# Satisfies Killing equation, but not a Killing field?

1. Aug 22, 2010

### bcrowell

Staff Emeritus
A cone has all the same local geometrical properties as a plane, so if you take a piece of graph paper and form it into a cone, $\partial_x$ and $\partial_y$ still satisfy the Killing equation. On the other hand, the cone has intrinsic geometrical properties that are different from those of the plane, e.g., parallel transport around a loop enclosing the tip will cause a vector to rotate. This singles out the tip and gives it a special geometrical role, which is clearly not consistent with translational symmetry. Does this mean that we can have a field that satisfies the Killing equation without being a Killing vector, or is the Killing equation violated at the tip of the cone? Does it matter if you extend the cone to make a double cone, so that orbits of a Killing vector can pass smoothly through the tip?

2. Aug 22, 2010

### petergreat

I think due to topological reasons, $$\partial_x$$ is no longer a global Killing field, i.e. it doesn't join up at the cut of the cone.

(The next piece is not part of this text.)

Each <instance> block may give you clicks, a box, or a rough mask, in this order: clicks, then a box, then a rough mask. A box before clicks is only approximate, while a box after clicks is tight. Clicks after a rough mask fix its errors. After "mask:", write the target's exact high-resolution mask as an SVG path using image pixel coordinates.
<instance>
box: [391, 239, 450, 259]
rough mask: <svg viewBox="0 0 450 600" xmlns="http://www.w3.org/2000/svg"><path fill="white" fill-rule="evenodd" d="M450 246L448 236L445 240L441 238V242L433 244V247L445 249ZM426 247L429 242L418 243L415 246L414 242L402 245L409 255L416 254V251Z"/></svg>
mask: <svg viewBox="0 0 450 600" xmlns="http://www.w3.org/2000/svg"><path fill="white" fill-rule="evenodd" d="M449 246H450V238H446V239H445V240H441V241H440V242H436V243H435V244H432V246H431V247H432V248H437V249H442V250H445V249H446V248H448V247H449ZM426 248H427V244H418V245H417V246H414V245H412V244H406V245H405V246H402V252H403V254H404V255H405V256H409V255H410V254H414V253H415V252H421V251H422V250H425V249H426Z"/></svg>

The mapping between the plane and the cone fails to be a diffeomorphism at the tip because it's not smooth. The tip must be excluded from the cone for the cone to form a differentiable manifold.

Feel free to correct me as I'm not entirely familiar with these issues.

3. Aug 22, 2010

### bcrowell

Staff Emeritus
Due to topological reasons, not only is $$\partial_x$$ not a global Killing field, $$\partial_x$$ is not a smooth global vector field.